[OpenAFS] will OpenAFS serve my needs?

Jeffrey Altman jaltman@secure-endpoints.com
Sun, 30 Mar 2008 02:21:06 -0400

This is a cryptographically signed message in MIME format.

Content-Type: text/plain; charset=ISO-8859-1; format=flowed
Content-Transfer-Encoding: 7bit

F. Even wrote:
> On Sat, Mar 29, 2008 at 11:17 PM, F. Even <openafslists@elitists.org> wrote:
>> On Sat, Mar 29, 2008 at 10:26 PM, Jason Edgecombe
>>  <jason@rampaginggeek.com> wrote:
>>  > Answers inline.
>>  >
>>  >
>>  >  F. Even wrote:
>>  >  > I'm trying to figure out if OpenAFS can accomplish what I need it to.
>>  >  >
>>  >  > Here are my requirements:
>>  >  >
>>  >  > All servers are generally AIX unless specified.
>>  >  >
>>  >  I have read of people running openafs on AIX, but I'm not sure how many
>>  >  people are running OpenAFS on AIX.
>>  >
>>  >
>>  >  > 01.  3 file servers in distinct geographic parts of the country (while
>>  >  > of course not the same subnet, all the networks are connected).
>>  >  > 02.  Each file server will have files that will be unique (I'm
>>  >  > guessing could be mapped back to unique cells).
>>  >  >
>>  >  You could have all three servers in the same cell.

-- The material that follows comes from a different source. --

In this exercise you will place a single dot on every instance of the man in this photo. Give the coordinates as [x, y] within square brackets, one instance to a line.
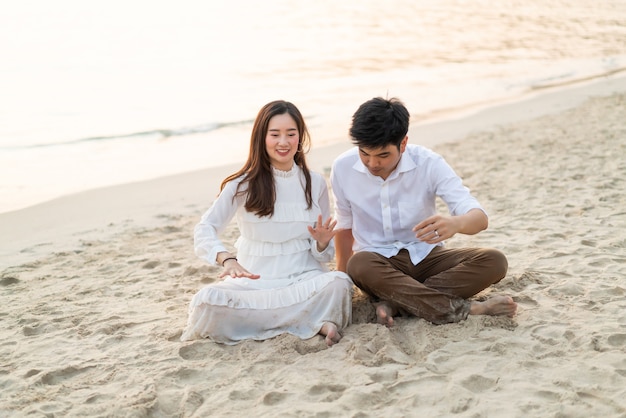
[390, 238]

Different paths would
>>  >  seamlessly map to difference servers.
>  Each of these servers would be in a different geographic section of
>  the country...but its feasible that depending on what server a client
>  is connected too..they'll need access to all files identified (for
>  copied to a common place) as a result of a job run that identifies
>  files with related topics.  So...would that cell be read/write across
>  geographic/subnet boundaries on 3 seperate servers?  Would there be
>  some kind of sync of all of the cell data on each also so availability
>  would not be interrupted, or would I need to create a seperate
>  read-only cell for that function also on each of these servers?

An AFS cell is an administrative boundary.  Within a cell volumes may be
moved and replicated, users may be added to groups, users and groups may
be placed on access control lists.  Servers within a cell be distributed
across geographic boundaries.

There is no need to have a separate server or a separate cell for 
readonly data.  Each volume name defines a volume set that consist of
some combination of read/write, readonly and backup volumes.  A readonly
volume is a public snapshot of a read/write volume that can be 
replicated onto multiple servers within the same cell.

Clients will communicate with any file server in the cell that holds
the volumes that must be accessed.  File servers that do not hold any
volumes of interest will not be contacted.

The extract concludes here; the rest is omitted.